Milei les prometió seguir “achicando el gasto del
Estado” y defender la política de “déficit cero”, que, en los hechos significa profundizar la rebaja de los salarios y las jubilaciones de millones de laburantes. Por eso,
una de los párrafos más importantes de su discurso fue el que le dedicó a la
reivindicación y justificación del veto a la movilidad jubilatoria y, apenas lo
firme, al aumento del presupuesto universitario.
Milei “embretó” a los gobernadores, a quienes les reclamó que apliquen un ajuste aún más duro que el actual -con un recorte de unos 60 mil millones de dólares- y volvió a calificar de “ratas miserables” a los legisladores de la oposición. Como tiene poco para ofrecer a los y las de abajo, volvió a utilizar el recurso de la polarización con los dirigentes más odiados por la mayoría de la población, Cristina y los suyos. “Ustedes pueden abstenerse porque suman con dificultad", dijo Milei, en el punto más álgido en cuanto insultos de la noche y ya lanzado a polarizar con el peronismo. El "ustedes" estaba dirigido al bloque de Unión por la Patria…” (Página 12, 16 de setiembre)
Milei hizo todo esto sin prácticamente hablar del tema por el que fue al Congreso, el presupuesto, ya que en ninguna parte de su discurso explicó de dónde saldrán los recursos que necesitará el Estado para abonar los próximos vencimientos de la deuda externa o para mantener en funcionamiento lo que quede en pie de la educación, la salud y otros servicios estatales.
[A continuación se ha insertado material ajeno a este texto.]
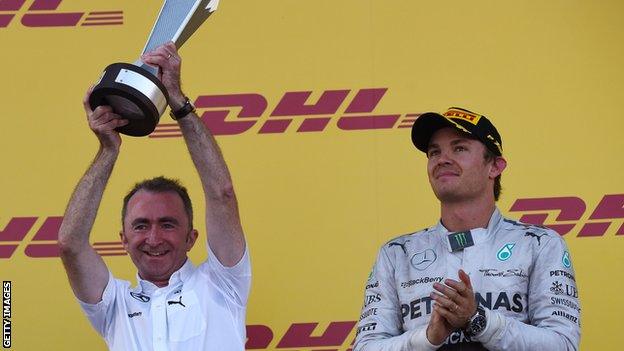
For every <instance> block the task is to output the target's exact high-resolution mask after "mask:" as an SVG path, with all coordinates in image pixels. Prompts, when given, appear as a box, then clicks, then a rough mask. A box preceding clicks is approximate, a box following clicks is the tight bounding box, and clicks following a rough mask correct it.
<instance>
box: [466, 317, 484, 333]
mask: <svg viewBox="0 0 624 351" xmlns="http://www.w3.org/2000/svg"><path fill="white" fill-rule="evenodd" d="M483 329H485V316H484V315H481V314H479V315H477V316H476V317H475V318H474V319H473V320H472V322H470V334H472V335H476V334H479V333H480V332H482V331H483Z"/></svg>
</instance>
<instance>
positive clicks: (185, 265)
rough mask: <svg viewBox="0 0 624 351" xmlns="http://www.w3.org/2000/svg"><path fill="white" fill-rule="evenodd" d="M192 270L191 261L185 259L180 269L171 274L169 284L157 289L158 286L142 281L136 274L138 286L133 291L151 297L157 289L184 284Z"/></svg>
mask: <svg viewBox="0 0 624 351" xmlns="http://www.w3.org/2000/svg"><path fill="white" fill-rule="evenodd" d="M194 270H195V266H194V265H193V262H191V260H190V259H188V258H187V259H186V262H184V264H183V265H182V267H180V269H178V270H177V271H175V272H173V274H171V277H169V284H168V285H167V286H164V287H162V288H159V287H158V286H156V285H154V283H152V282H150V281H147V280H144V279H142V278H141V277H140V276H139V273H138V272H137V274H136V278H137V282H138V283H139V284H138V286H137V288H136V289H135V290H137V291H135V292H137V293H139V292H140V293H142V294H146V295H148V296H151V295H152V294H153V293H154V291H156V290H158V289H168V288H172V287H175V286H177V285H178V284H180V283H184V282H185V281H186V280H187V279H188V278H189V277H190V276H191V274H192V273H193V271H194Z"/></svg>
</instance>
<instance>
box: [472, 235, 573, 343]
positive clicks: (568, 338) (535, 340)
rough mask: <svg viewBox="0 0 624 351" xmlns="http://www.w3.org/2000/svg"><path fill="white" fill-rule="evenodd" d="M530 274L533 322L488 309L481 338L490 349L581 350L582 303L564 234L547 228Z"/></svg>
mask: <svg viewBox="0 0 624 351" xmlns="http://www.w3.org/2000/svg"><path fill="white" fill-rule="evenodd" d="M547 234H548V238H546V237H544V239H548V240H543V241H544V242H543V243H542V247H541V248H540V250H539V251H538V252H537V257H536V258H535V260H534V265H533V269H532V272H531V274H530V277H529V279H530V280H529V291H528V301H529V304H528V317H529V323H530V324H525V323H523V322H521V321H519V320H516V319H513V318H509V317H505V316H503V315H502V314H500V313H497V312H495V311H491V310H490V311H487V317H488V326H487V327H486V330H484V332H483V333H482V334H481V335H480V336H479V337H478V340H479V341H481V342H482V343H483V345H484V346H485V347H486V348H487V349H489V350H510V351H514V350H578V345H579V340H580V336H581V335H580V304H579V301H578V292H577V288H576V281H575V278H574V268H573V267H572V261H571V258H570V254H569V251H568V248H567V246H566V244H565V241H564V240H563V238H561V237H560V236H559V234H557V233H556V232H554V231H552V230H548V231H547Z"/></svg>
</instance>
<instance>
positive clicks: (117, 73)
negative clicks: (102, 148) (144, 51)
mask: <svg viewBox="0 0 624 351" xmlns="http://www.w3.org/2000/svg"><path fill="white" fill-rule="evenodd" d="M167 98H168V97H167V89H165V86H164V85H163V84H162V83H161V82H160V81H159V80H158V78H156V77H155V76H154V75H152V74H151V73H149V72H148V71H146V70H144V69H143V68H141V67H138V66H135V65H132V64H129V63H113V64H112V65H109V66H108V67H106V70H105V71H104V75H103V76H102V78H101V79H100V82H99V83H98V84H97V85H96V86H95V87H94V89H93V92H92V93H91V96H90V97H89V105H91V107H92V108H95V107H97V106H100V105H109V106H111V107H112V108H113V111H115V113H117V114H119V115H121V116H123V118H125V119H128V121H129V123H128V124H127V125H125V126H123V127H119V128H117V129H116V130H117V131H118V132H119V133H122V134H126V135H131V136H145V135H148V134H150V133H151V132H153V131H154V129H155V128H156V125H157V124H158V120H159V119H160V116H161V115H162V113H163V112H164V110H165V109H166V108H167V105H168V103H167Z"/></svg>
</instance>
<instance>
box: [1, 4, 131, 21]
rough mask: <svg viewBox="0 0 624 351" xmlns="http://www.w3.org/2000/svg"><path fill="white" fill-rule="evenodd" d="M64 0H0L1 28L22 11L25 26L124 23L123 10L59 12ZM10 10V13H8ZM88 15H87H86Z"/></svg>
mask: <svg viewBox="0 0 624 351" xmlns="http://www.w3.org/2000/svg"><path fill="white" fill-rule="evenodd" d="M62 1H63V0H34V1H32V3H31V4H30V6H28V7H26V6H25V5H26V0H0V28H5V27H8V26H9V24H11V22H12V21H13V18H14V17H17V16H18V15H19V14H20V13H21V12H23V11H24V9H25V13H23V14H21V24H22V25H23V26H25V27H75V26H77V25H80V26H106V25H108V26H110V25H121V24H123V11H121V10H115V11H92V12H58V11H57V9H58V7H59V6H60V5H61V2H62ZM6 12H8V13H6ZM85 15H86V16H85Z"/></svg>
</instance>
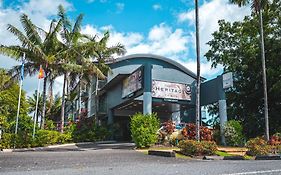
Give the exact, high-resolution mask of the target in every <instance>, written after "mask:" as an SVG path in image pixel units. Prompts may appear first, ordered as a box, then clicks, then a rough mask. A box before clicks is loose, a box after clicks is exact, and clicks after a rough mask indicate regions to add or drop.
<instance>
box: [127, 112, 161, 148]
mask: <svg viewBox="0 0 281 175" xmlns="http://www.w3.org/2000/svg"><path fill="white" fill-rule="evenodd" d="M159 128H160V121H159V119H158V117H157V116H156V114H146V115H143V114H141V113H137V114H135V115H133V116H132V117H131V123H130V130H131V133H132V139H133V141H134V142H135V144H136V146H137V147H138V148H143V147H149V146H151V145H153V144H155V143H156V142H157V140H158V135H157V130H158V129H159Z"/></svg>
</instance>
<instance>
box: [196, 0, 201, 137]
mask: <svg viewBox="0 0 281 175" xmlns="http://www.w3.org/2000/svg"><path fill="white" fill-rule="evenodd" d="M195 27H196V58H197V59H196V60H197V83H196V140H197V141H200V113H201V108H200V84H201V79H200V41H199V9H198V0H195Z"/></svg>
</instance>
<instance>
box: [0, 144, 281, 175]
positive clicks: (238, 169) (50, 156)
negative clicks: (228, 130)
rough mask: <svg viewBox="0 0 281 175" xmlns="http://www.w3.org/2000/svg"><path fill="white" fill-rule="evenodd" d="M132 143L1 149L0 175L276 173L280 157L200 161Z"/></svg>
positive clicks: (277, 168)
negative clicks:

El discurso presidencial fue, en los hechos, un llamado a
los jefes de las grandes potencias y monopolios que dominan el país, para que lo
sigan apoyando y le larguen los dólares que retacean. A estos sectores, que no le tienen demasiada -porque saben de su debilidad y de la del conjunto
del régimen- les prometió, casi de manera mística, que será capaz de ir a fondo con la “motosierra”.
Milei poco podrá hacer para garantizar la continuidad y profundización de sus políticas, ya que no cuenta con una situación económica y política favorable. La crisis económica internacional y la guerra comercial entre las grandes potencias no le otorgan prácticamente ningún margen para que despegue. Sin embargo, la amenaza más importante para su gestión es el aumento de la bronca obrera y popular, que tiende a radicalizarse y transformarse en rebelión, como ha sucedido muchas veces en este país, que cuenta con un movimiento de masas acostumbrado a echar presidentes.